Panorbital residues and elliptic summability

TL;DR

This paper introduces two new types of residues, panorbital residues, which, along with existing orbital residues, fully characterize the elliptic summability problem across various elliptic curve representations and characteristics.

Contribution

It develops the theory of panorbital residues, completing the obstruction framework for elliptic summability in multiple elliptic curve models and characteristics.

Findings

Complete obstruction characterization for elliptic summability.
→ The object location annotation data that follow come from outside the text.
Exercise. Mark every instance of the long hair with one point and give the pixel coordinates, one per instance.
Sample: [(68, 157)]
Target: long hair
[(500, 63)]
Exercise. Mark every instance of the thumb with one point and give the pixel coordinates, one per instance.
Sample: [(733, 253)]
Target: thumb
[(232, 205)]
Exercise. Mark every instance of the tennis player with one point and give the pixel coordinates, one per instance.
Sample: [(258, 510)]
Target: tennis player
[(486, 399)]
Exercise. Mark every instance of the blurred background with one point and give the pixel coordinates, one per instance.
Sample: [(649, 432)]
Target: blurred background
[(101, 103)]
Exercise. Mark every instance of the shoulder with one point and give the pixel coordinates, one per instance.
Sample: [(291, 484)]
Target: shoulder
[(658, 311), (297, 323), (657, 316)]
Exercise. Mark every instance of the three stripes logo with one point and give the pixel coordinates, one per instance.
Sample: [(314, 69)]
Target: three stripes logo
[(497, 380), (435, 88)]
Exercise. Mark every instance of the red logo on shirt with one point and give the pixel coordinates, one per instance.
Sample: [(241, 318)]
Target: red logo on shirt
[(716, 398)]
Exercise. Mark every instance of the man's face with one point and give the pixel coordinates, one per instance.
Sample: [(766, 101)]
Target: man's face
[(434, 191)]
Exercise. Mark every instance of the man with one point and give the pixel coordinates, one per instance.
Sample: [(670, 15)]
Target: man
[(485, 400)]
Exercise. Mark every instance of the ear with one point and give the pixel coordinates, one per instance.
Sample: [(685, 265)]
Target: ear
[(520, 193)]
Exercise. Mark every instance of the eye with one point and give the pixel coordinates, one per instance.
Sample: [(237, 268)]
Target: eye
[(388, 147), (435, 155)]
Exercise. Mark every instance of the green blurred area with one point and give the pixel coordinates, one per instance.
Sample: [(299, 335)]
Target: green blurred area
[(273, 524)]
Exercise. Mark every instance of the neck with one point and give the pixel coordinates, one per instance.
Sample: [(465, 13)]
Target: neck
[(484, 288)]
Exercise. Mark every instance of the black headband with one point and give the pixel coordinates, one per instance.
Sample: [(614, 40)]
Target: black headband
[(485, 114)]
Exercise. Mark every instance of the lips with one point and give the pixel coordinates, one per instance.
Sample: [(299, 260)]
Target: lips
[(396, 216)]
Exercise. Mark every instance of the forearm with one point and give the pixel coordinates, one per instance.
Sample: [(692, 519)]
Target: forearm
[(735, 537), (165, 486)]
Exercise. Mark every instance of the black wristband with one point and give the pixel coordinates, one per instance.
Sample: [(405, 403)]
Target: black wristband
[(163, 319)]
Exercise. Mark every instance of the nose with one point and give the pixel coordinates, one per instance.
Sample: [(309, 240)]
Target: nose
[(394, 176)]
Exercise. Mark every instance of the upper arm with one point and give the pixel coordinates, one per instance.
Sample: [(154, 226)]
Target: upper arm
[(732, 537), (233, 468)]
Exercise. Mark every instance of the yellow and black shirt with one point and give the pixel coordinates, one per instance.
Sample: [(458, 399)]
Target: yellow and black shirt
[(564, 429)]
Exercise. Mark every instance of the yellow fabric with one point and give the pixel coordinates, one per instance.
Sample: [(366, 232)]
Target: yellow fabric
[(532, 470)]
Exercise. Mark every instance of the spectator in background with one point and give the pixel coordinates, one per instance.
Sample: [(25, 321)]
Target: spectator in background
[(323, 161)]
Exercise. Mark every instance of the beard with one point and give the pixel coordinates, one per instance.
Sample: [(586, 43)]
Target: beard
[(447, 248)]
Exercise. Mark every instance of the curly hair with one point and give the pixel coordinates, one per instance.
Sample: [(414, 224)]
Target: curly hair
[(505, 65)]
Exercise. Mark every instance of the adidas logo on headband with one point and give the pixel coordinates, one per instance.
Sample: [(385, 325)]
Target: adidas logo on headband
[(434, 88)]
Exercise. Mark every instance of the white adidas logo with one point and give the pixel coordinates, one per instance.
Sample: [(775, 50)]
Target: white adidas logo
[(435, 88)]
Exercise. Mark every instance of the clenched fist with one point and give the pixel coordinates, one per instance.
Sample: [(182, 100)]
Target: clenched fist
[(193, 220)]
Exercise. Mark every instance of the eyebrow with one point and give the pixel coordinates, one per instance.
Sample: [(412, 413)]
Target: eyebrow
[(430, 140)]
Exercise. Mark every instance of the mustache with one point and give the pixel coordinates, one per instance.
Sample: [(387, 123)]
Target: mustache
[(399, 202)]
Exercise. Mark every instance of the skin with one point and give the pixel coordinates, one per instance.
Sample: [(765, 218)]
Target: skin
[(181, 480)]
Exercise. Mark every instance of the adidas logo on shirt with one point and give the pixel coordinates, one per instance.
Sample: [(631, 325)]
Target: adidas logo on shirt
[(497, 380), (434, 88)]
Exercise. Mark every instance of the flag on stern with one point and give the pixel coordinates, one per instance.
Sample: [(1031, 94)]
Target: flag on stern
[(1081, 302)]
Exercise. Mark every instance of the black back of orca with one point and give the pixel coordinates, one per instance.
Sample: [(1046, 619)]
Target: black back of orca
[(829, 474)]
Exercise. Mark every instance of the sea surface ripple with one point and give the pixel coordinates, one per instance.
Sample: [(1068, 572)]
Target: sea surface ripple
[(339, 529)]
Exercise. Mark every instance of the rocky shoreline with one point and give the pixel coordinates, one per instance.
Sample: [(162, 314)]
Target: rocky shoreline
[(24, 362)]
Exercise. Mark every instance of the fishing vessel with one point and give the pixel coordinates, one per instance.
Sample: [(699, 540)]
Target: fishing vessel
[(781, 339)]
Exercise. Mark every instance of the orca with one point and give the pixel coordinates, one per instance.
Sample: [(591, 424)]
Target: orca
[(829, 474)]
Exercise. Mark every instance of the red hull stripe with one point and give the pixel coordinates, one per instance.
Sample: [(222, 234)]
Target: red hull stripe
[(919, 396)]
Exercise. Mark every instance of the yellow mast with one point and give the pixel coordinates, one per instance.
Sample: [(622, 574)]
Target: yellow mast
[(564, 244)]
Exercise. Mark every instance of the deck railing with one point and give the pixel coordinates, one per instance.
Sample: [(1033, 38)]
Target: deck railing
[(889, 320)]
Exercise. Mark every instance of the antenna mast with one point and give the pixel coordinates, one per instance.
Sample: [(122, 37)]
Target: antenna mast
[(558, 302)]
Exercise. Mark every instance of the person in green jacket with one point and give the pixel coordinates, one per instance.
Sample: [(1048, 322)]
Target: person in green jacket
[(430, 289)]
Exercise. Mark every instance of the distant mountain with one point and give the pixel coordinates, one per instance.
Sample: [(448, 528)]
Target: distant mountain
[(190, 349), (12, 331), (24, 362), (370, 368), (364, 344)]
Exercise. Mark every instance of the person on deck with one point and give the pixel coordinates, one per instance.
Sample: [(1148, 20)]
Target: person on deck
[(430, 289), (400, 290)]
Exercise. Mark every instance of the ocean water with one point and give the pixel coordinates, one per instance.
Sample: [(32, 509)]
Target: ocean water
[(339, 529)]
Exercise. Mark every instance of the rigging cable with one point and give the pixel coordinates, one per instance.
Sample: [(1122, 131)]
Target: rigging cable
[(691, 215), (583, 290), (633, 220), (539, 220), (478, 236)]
Explicit computation examples for summable and non-summable functions.

New results on elliptic functions using orbital and panorbital residues.

Abstract

For $\tau$ the translation automorphism defined by a non-torsion point in an elliptic curve, we consider the elliptic summability problem of deciding whether a given elliptic function $f$ is of the form $f=\tau(g)-g$ for some elliptic function $g$. We introduce two new panorbital residues and show that they, together with the orbital residues introduced in 2018 by Dreyfus, Hardouin, Roques, and Singer, comprise a complete obstruction to the elliptic summability problem. The underlying elliptic curve can be described in any of the usual ways: as a complex torus, as a Tate curve, or as a one-dimensional abelian variety. We develop the necessary results from scratch intrinsically within each setting; in the last two of them, we also work in arbitrary characteristic. We include several basic concrete examples of computation of orbital and panorbital residues for some summable and non-summable functions in each setting. We conclude by applying the technology of orbital and panorbital residues to obtain several new results of independent interest.